Inocencia y naturaleza truncadas. “El río baja sucio”, de David Trueba

por Dic 11, 2019

Inocencia y naturaleza truncadas. “El río baja sucio”, de David Trueba

por

David Trueba, El río baja sucio

Madrid, Siruela

193 páginas, 14,90 euros

El periodista y director de cine David Trueba regresa a la creación literaria de la mano de El río baja sucio, su sexta novela. Si ya en su obra anterior, Tierra de campos (2017), reivindicaba la vuelta a los orígenes y a la tierra, en este nuevo título cobra un especial protagonismo el espacio como conformador de la personalidad, en concreto, la influencia determinante del paisaje y las circunstancias que lo rodean a la hora de que dos jóvenes afronten el duro trago de crecer de golpe, de hacerse mayores, de perder la inocencia de la infancia en favor de la madurez y de una nueva etapa como miembros de una sociedad que muchas veces no los comprende.

            Para Tom, un adolescente de catorce años, la casa que tiene su madre en la sierra es mucho más que eso: es libertad de horarios, es reencuentro con su mejor amigo, es salir con las bicis hasta la tarde, es juegos y diversión junto al río. En definitiva, es una forma de vida muy diferente a la del Madrid en el que vive, en el que reparte sus horas entre el instituto y los entrenamientos de fútbol, a los que acostumbra a llevarle su padre, separado desde hace poco de su madre. Y en ese otro plano de su vida, a una hora de la capital, se encuentra su amigo Martín, un chico de su edad con ínfulas de influencer al que conoce de siempre. Sin embargo, sus caminos parecen separarse de forma definitiva: la madre de Tom planea vender la casa de la sierra, lo que supondrá el fin de una etapa tan importante para ella como para su hijo. Entre los motivos para esa venta se encuentra la degradación del paisaje, la suciedad que envuelve al río a base de vertidos y falta de inversión en su limpieza, que dota al relato de cierto carácter melancólico que hace recordar el pasado, tal vez mejor, y que consigue que el público reconecte con una realidad más que candente: la lucha por devolver al paisaje su antiguo esplendor, por hacerlo de nuevo habitable a la par que salvaje y convertirlo en un espacio libre de basuras, residuos, olvido. Este será, además, uno de los propósitos de Ros, el vecino recién instalado en la casa de Los Rosales, símbolo del lugar, que poco a poco establecerá un vínculo de complicidad con ambos jóvenes, lo que lleva a pensar que niños y adultos no son en realidad tan diferentes.

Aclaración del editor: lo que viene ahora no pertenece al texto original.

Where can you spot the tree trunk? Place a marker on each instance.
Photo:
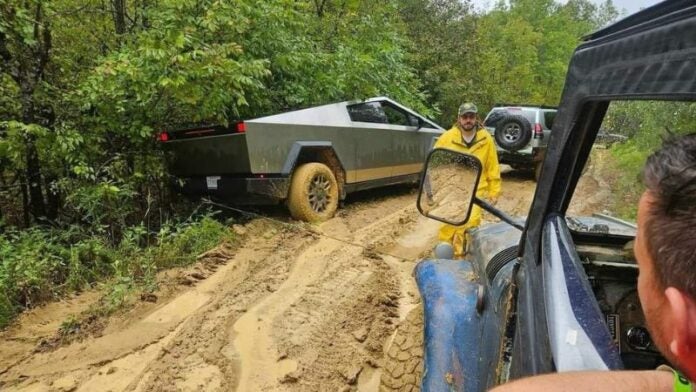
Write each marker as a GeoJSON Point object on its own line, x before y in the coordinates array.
{"type": "Point", "coordinates": [119, 17]}
{"type": "Point", "coordinates": [37, 205]}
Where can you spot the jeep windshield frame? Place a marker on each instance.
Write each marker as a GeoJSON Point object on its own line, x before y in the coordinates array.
{"type": "Point", "coordinates": [647, 56]}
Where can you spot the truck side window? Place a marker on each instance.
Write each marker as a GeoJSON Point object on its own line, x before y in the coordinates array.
{"type": "Point", "coordinates": [368, 112]}
{"type": "Point", "coordinates": [549, 116]}
{"type": "Point", "coordinates": [395, 116]}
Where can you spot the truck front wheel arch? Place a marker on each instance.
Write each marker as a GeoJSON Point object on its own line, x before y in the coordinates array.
{"type": "Point", "coordinates": [319, 152]}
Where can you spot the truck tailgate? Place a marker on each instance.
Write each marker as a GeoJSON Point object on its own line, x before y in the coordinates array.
{"type": "Point", "coordinates": [208, 155]}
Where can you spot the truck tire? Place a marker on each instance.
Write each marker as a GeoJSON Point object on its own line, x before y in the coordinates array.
{"type": "Point", "coordinates": [537, 170]}
{"type": "Point", "coordinates": [313, 195]}
{"type": "Point", "coordinates": [403, 367]}
{"type": "Point", "coordinates": [513, 132]}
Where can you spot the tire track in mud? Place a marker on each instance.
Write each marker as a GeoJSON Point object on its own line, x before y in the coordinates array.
{"type": "Point", "coordinates": [333, 327]}
{"type": "Point", "coordinates": [293, 310]}
{"type": "Point", "coordinates": [325, 328]}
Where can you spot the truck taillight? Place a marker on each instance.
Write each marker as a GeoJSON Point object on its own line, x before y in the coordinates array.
{"type": "Point", "coordinates": [538, 131]}
{"type": "Point", "coordinates": [163, 136]}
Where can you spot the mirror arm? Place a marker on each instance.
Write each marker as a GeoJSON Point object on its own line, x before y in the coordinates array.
{"type": "Point", "coordinates": [498, 213]}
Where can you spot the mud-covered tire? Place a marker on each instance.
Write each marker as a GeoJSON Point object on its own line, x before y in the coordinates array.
{"type": "Point", "coordinates": [403, 363]}
{"type": "Point", "coordinates": [513, 132]}
{"type": "Point", "coordinates": [313, 195]}
{"type": "Point", "coordinates": [537, 170]}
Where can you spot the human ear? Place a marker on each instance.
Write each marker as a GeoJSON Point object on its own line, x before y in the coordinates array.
{"type": "Point", "coordinates": [683, 315]}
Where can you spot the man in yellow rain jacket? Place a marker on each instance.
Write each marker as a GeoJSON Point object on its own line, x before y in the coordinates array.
{"type": "Point", "coordinates": [468, 136]}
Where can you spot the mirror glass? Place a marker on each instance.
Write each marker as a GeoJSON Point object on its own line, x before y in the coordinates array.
{"type": "Point", "coordinates": [448, 186]}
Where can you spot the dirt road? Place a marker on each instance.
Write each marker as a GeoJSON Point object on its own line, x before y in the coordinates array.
{"type": "Point", "coordinates": [292, 309]}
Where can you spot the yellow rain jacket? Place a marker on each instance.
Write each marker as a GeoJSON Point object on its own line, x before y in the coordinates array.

            En El río baja sucio el lector encuentra a un protagonista en plena adolescencia que tiene que afrontar decisiones duras, hasta entonces impensables para él. Sin ser en exclusiva una novela de formación, Tom rememora y cuenta en primera persona –dirigiéndose a un “tú”– cómo se desarrollaron los acontecimientos acaecidos cinco años atrás: cómo su madre y la de Martín –amigas desde pequeñas y compañeras de juegos junto al río, aunque este fuera muy diferente al que ellos conocieron– estrechaban lazos antes de poner fin a sus encuentros rurales; cómo la contaminación oprime cada vez más a la naturaleza y a un río caudaloso que antaño fue limpio, claro y en el que se podían bañar los veraneantes; y también cómo se desdibujaron sus años de infancia junto a su mejor amigo, a pesar de las promesas de que seguirían viéndose de vez en cuando.

            Publicada en la colección Las Tres Edades de la editorial Siruela, esta novela se puede adscribir a la literatura juvenil pero no debe restringirse únicamente a ella. Los problemas que plantea y que acorralan a sus personajes y las situaciones que presenta no resultan ajenas a ningún lector, independientemente de la edad que figure en su documentación, sino que nos atañen a todos: la amistad, la pérdida, la pena, el recuerdo… son aspectos que se conjugan con cuidado y detalle en este texto y que a través de un lenguaje claro y bien articulado consiguen remover las emociones de jóvenes y mayores gracias a la prosa de Trueba, quien continúa perfilándose como un excelente narrador del que cabe esperar muchas más historias.